A veces, en el prisma de mi propio ser, me pregunto si mi silencio realmente surgió de la autopreservación y la ira de mi padre, o si fue que secretamente disfruté de su lástima y las emociones espirituosas que me mantenían en su centro.
Toco el volante mientras un pájaro colorido atraviesa el aire. Mi celular suena y ya sé quién es por el tono de llamada.
"No voy a contestar." le digo al carro vacío, mientras los latidos de mi corazón se hacen más pesados.
Una sombra aparece junto a la ventana del carro y cierro los ojos cuando el puto timbre golpea la ventana.
"¡¿Qué?!" No enfrento al culpable.
Él me ignora y vuelve a tocar.
Respiro hondo y abro la puerta con toda la intención de lastimarlo con la puerta, pero debe sentir mi pensamiento venenoso y da un paso atrás.
Ambos pies salen del carro mientras me paro junto a la puerta abierta y miro al arrogante Matteo Fucking Di Salvo de ojos azules y cabello rubio que está a menos de 4 pies de distancia de mí.
Lleva un abrigo gris sobre su traje de invierno y su cara está manchada de rojez y restos de su enfermedad.
Según Elise, Matteo se enfermó hace una semana, justo después de su regreso de Chicago. También solicitó 0 días libres desde entonces.

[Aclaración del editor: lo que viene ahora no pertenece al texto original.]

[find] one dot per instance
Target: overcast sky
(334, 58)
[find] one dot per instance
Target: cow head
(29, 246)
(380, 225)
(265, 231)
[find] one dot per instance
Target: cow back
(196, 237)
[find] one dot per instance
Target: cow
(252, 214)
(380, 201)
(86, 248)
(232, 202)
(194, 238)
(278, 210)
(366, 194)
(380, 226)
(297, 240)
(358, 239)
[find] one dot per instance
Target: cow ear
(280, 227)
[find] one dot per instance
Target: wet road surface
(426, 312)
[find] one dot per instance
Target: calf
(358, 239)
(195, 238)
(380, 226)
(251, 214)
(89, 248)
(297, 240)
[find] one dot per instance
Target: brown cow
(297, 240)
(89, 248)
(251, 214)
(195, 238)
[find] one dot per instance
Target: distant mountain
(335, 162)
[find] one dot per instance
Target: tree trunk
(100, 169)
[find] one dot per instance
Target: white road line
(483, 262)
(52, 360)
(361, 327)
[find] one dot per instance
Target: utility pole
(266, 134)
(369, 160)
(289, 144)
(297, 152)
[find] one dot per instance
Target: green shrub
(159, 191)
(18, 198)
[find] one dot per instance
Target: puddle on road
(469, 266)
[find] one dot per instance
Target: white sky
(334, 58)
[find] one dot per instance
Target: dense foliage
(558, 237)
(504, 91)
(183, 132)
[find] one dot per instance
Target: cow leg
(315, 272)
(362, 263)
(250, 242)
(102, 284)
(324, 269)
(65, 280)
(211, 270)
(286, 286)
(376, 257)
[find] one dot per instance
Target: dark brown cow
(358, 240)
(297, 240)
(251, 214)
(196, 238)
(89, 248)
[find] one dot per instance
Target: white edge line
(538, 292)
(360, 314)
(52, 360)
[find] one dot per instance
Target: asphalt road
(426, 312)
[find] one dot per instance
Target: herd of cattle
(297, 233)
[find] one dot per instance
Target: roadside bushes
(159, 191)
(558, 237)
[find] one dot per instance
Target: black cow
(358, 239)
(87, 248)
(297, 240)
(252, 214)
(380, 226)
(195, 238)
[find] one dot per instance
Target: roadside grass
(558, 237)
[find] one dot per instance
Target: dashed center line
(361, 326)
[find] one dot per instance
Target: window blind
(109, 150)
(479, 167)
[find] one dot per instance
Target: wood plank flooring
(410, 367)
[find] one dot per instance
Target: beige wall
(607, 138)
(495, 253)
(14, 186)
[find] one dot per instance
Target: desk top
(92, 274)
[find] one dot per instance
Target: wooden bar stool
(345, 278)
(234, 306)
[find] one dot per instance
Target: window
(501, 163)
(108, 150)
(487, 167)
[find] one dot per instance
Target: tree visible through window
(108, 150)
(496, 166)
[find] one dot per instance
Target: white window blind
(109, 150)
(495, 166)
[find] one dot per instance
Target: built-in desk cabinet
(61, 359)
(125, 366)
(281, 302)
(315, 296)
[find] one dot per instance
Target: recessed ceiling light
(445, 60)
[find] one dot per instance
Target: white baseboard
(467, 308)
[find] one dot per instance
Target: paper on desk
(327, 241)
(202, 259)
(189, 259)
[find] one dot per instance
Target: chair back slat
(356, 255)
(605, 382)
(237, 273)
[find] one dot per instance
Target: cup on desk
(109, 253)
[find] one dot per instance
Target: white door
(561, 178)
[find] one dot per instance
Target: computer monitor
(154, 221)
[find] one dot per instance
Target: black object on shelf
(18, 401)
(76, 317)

Pero verlo hoy, está increíblemente caliente. Un peligro que no va a ayudar con su cuerpo febril. Hace frío hoy, pero sin embargo hermoso, sin viento, pero cosquilleado con un susurro de la nieve que pronto adornará nuestros jardines.
Este es el ojo antes de la tormenta. Una descripción apropiada para todo este fin de semana. Íbamos a experimentar un frente frío pronto y algo de nieve.
Aunque normalmente me muerdo la lengua cerca de Matteo, no puedo evitar que las palabras salgan de mi boca.
"Si estás tan enfermo, ¿por qué aceptaste venir?" Mi curiosidad no se esconde al pararme en este clima mirando al chico que se está saliendo lentamente de las líneas enemigas. La pregunta es ¿por qué?
"Contrario a lo que está pasando por esa pequeña cabeza tuya, yo no fui el cerebro detrás de esto." Su voz es como papel de lija para mi piel, y si fuera cualquier otra persona, me habría compadecido de él. Pero no es cualquiera. Es mi enemigo que se ha movido demasiado cerca, para mi gusto, en todo mi mundo.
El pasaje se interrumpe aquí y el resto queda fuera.